ライブのハイライトは早くも2曲目「Vampire」で訪れる。最新作『Awesome City Tracks3』のリード曲であり、PORIN(Vo./Syn.)がメインボーカルと作詞を担当した同曲。これまでのライブではクールかつ妖艶に歌い上げていた彼女が、跳ねるように動き回り、キュートな歌を披露しながらガンガンと客席を煽る。この変化は先日のインタビューでも触れたが、「自分を作るというよりは、自分の素をもっと出せばいいんじゃないかという考え方に変わった」という心境から、先日出演した『CONNECTONE NIGHT Vol.1』を境に一気にギアチェンジしたことで起こったものだ(参考:「これまでは“傾向と対策”でやってきたバンドだった」Awesome City Clubが語る、3rdアルバムでの明確な変化)。
この日は彼女のパフォーマンスだけではなく、各メンバーの演奏にも変化がみられた。ユキエのドラムはこれまで見たライブよりもずっしりと重心の低いものになっていたし、フロントマン2人を強調するために一歩後ろの立ち位置に変更したというマツザカタクミ(Ba./Syn./Rap.)とモリシー(Gt./Syn.)も、atagi(Vo./Gt.)とPORINの勢いに触発されてか、より力強いパフォーマンスで応えていた。ACCはどちらかというと、atagiの歌声やメロディ・アレンジに巧さや心地よさを感じるバンドだったのだが、「Vampire」で見せた演奏は、5人の個性が前面に出ており、リズム、歌、メロディのすべてが同居する、絶妙なバランス感覚だった。

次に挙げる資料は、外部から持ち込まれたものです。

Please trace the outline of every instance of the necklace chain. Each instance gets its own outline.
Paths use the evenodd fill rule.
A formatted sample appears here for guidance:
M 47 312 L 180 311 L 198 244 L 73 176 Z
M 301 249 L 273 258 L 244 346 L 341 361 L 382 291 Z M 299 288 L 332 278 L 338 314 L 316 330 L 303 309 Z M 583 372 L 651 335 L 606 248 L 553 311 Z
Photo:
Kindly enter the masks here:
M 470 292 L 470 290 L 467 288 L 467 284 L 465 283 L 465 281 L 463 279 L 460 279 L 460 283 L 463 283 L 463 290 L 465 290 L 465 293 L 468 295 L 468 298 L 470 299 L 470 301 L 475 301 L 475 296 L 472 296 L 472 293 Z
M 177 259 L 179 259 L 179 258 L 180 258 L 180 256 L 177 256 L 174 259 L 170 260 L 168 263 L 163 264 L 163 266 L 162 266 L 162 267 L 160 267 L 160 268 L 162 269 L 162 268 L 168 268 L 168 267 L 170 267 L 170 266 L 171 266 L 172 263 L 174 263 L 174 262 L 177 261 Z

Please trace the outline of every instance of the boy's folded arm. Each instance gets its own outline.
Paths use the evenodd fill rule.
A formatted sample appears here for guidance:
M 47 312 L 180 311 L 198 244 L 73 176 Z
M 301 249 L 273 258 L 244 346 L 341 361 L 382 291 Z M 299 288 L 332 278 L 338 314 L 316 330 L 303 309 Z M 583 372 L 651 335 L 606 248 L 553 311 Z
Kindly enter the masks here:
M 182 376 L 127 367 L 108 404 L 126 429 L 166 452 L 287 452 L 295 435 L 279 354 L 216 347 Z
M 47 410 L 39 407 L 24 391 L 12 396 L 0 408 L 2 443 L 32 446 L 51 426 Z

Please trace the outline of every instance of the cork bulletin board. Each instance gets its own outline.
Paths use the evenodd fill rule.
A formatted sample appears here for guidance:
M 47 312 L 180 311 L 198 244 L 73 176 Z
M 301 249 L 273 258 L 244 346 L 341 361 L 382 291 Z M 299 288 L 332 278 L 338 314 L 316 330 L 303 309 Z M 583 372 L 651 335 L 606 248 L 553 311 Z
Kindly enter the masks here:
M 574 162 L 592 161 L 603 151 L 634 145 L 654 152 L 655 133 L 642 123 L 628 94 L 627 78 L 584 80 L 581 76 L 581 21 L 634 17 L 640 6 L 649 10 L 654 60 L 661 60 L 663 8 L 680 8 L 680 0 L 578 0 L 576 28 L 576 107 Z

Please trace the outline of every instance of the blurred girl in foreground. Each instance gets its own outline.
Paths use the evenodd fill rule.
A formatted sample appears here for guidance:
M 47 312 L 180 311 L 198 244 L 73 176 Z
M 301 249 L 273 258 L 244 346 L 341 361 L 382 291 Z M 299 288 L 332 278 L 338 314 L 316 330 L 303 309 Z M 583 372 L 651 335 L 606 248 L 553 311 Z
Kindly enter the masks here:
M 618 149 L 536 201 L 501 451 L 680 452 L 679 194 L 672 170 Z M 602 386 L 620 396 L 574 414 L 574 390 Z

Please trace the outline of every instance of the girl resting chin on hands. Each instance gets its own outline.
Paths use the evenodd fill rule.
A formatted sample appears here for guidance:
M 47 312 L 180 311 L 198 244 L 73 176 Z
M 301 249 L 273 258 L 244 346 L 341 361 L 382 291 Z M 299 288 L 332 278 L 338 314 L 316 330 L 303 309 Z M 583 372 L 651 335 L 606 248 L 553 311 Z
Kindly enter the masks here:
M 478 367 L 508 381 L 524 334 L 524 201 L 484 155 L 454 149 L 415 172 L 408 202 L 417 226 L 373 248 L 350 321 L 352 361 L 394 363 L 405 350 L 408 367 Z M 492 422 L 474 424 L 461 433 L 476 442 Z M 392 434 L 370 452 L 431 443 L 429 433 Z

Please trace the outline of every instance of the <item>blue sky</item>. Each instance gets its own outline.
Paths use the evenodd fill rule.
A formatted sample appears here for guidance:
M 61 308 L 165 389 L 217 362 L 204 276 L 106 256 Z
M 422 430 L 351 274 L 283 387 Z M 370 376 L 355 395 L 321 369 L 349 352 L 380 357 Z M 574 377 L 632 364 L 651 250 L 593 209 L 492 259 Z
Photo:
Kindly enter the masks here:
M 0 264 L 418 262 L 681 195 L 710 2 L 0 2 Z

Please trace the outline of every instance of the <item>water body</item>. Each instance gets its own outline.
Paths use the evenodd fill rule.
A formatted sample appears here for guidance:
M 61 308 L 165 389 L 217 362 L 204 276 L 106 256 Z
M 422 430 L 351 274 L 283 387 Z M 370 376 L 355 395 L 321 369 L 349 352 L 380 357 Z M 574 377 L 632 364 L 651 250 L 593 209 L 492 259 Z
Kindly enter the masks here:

5人がこの絶妙なバランス感覚を会得したことには、しっかりとした理由がある。最新作『Awesome City Tracks3』についてのインタビューで、atagiが「今までと違うものを作らなければと試行錯誤したのですが、うまく組みあがらず、一度制作途中だった楽曲をすべてリセット」して作り直し、「いままでは体に響くダンスミュージックを志向していたのですが、今回は言葉も心に響く作品にしよう」と語っているように、アルバム制作を通してバンドの本質と、音楽を通じて達成すべき目的に向き合ったこと。そして、PORINの成長とともにバンドの各メンバーが自分の個を強く出せるようになっていったことが主な要因だ。この成長は、セッション要素の強い「Jungle」や曲の複雑さゆえにこれまでは演奏するのも一苦労だった「アウトサイダー」などにも顕著に表れていた。